The first difference is that the primary shard (which is "too big"), has a segment that the replica does not. Its a huge segment. Here is a snippet that is sorted, you can see the extra one in the middle, named "_15h":
log-2016.11.14.17 4 p 192.168.180.142 _15f 1491 3650 0 4.6mb 0 TRUE FALSE 5.3.1 TRUE
log-2016.11.14.17 4 r 192.168.180.157 _15f 1491 3650 0 4.6mb 119344 TRUE TRUE 5.3.1 TRUE
log-2016.11.14.17 4 p 192.168.180.142 _15h 1493 3544638 0 5.1gb 7739079 FALSE TRUE 5.3.1 FALSE
log-2016.11.14.17 4 p 192.168.180.142 _15i 1494 13425 0 18mb 161871 TRUE TRUE 5.3.1 TRUE
log-2016.11.14.17 4 r 192.168.180.157 _15i 1494 13425 0 18mb 161871 TRUE TRUE 5.3.1 TRUE

Segment _15h is the only one not "committed", in the whole index, which is indicated FALSE in the first TRUE/FALSE column.

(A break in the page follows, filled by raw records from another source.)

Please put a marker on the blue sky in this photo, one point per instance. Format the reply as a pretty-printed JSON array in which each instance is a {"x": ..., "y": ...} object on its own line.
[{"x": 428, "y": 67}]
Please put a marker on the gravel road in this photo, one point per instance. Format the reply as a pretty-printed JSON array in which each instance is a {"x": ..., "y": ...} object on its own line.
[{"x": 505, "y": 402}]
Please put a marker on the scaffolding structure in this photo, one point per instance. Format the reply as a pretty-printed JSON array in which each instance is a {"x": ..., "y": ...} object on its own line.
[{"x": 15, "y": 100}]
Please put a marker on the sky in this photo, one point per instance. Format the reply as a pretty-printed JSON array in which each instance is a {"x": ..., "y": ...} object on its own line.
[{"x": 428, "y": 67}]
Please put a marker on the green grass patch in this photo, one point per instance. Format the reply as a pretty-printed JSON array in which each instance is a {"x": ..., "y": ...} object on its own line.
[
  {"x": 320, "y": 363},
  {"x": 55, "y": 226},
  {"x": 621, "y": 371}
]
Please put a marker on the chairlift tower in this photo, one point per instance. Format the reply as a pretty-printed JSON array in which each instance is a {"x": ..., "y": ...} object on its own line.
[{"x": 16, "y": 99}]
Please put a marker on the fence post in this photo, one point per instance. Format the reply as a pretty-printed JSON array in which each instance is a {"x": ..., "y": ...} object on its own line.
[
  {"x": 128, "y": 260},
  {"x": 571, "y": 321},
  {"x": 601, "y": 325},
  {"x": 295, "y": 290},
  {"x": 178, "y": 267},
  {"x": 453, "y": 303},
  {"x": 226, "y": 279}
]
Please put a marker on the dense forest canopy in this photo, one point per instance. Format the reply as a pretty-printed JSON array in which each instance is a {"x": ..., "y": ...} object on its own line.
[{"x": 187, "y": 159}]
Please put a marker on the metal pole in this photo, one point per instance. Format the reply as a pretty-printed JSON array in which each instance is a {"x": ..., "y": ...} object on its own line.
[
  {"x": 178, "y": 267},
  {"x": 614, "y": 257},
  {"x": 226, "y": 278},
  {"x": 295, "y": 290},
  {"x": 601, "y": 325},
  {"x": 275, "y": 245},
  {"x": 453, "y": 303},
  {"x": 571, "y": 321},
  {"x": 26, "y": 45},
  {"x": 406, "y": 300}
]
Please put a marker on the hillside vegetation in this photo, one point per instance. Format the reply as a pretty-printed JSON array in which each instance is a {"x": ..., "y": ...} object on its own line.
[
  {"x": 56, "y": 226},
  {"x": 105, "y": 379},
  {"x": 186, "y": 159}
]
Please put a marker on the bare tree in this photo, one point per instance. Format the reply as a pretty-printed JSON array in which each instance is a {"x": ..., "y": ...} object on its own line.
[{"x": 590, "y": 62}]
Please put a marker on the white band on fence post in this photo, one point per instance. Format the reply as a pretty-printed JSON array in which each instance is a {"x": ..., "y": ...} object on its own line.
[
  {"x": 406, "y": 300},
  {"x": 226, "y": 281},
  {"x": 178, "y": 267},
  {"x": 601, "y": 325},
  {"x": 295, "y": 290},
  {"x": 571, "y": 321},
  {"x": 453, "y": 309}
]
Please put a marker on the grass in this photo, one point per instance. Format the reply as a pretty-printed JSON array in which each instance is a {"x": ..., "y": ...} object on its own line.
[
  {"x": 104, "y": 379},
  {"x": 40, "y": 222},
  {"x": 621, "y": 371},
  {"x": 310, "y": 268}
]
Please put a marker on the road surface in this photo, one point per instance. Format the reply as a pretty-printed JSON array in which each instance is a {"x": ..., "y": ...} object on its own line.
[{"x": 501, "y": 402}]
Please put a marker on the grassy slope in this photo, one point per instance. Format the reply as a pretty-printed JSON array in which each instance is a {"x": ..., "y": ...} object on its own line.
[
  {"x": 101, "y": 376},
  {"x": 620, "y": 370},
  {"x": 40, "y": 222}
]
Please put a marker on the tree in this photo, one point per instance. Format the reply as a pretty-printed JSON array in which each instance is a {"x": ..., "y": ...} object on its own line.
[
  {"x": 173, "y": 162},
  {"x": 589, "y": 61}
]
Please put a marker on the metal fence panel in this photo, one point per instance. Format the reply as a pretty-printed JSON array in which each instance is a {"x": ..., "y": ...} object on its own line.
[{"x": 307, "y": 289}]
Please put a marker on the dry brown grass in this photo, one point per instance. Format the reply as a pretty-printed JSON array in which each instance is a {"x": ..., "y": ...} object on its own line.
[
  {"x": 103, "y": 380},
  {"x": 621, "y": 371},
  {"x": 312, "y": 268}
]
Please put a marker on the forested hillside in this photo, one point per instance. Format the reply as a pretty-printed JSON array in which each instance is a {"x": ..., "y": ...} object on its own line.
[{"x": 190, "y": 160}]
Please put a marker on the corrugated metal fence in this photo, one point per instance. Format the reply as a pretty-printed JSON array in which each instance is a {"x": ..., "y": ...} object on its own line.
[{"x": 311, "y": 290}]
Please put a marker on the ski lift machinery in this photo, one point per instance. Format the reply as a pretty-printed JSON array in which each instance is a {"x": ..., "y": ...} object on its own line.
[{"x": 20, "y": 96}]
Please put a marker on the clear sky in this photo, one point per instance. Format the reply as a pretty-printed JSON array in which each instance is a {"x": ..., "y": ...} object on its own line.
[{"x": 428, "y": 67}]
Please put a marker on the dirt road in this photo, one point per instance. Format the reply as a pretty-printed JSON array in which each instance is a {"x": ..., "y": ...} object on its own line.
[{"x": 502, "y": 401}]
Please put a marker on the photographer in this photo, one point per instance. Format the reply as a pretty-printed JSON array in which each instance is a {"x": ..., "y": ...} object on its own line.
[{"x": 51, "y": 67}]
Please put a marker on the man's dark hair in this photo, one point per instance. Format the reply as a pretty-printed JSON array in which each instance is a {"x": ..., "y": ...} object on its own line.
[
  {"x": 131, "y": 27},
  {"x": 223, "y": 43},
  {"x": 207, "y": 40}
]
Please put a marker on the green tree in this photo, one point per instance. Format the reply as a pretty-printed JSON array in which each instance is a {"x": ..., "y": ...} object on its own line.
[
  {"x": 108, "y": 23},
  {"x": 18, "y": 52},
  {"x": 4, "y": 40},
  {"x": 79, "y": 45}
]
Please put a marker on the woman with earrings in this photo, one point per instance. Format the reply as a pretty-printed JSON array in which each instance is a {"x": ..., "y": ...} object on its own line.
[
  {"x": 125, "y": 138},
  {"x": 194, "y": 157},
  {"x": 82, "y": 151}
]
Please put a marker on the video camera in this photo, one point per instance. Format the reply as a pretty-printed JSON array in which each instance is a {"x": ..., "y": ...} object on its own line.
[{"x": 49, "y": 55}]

This primary shard also has several segments which are not "searchable" (2nd TRUE/FALSE column):
log-2016.11.14.17 4 p 192.168.180.142 _119 1341 366 0 456.1kb 0 TRUE FALSE 5.3.1 TRUE
log-2016.11.14.17 4 r 192.168.180.157 _119 1341 366 0 456.1kb 62433 TRUE TRUE 5.3.1 TRUE
log-2016.11.14.17 4 p 192.168.180.142 _11y 1366 1717431 0 2.4gb 0 TRUE FALSE 5.3.1 TRUE
log-2016.11.14.17 4 r 192.168.180.157 _11y 1366 1717431 0 2.4gb 3949945 TRUE TRUE 5.3.1 TRUE
log-2016.11.14.17 4 p 192.168.180.142 _124 1372 152848 0 202.8mb 585655 TRUE TRUE 5.3.1 TRUE
log-2016.11.14.17 4 r 192.168.180.157 _124 1372 152848 0 202.8mb 585655 TRUE TRUE 5.3.1 TRUE

In this snippet, segments _119 and _11y are not searchable on the primary, but are on the replica. Segment _124 is searchable on both primary and replica.

So, what causes the primary to have a segment, a huge one, that is no on the replica?

What causes some segments not to be searchable?

Thanks in advance.

This topic was automatically closed 28 days after the last reply. New replies are no longer allowed.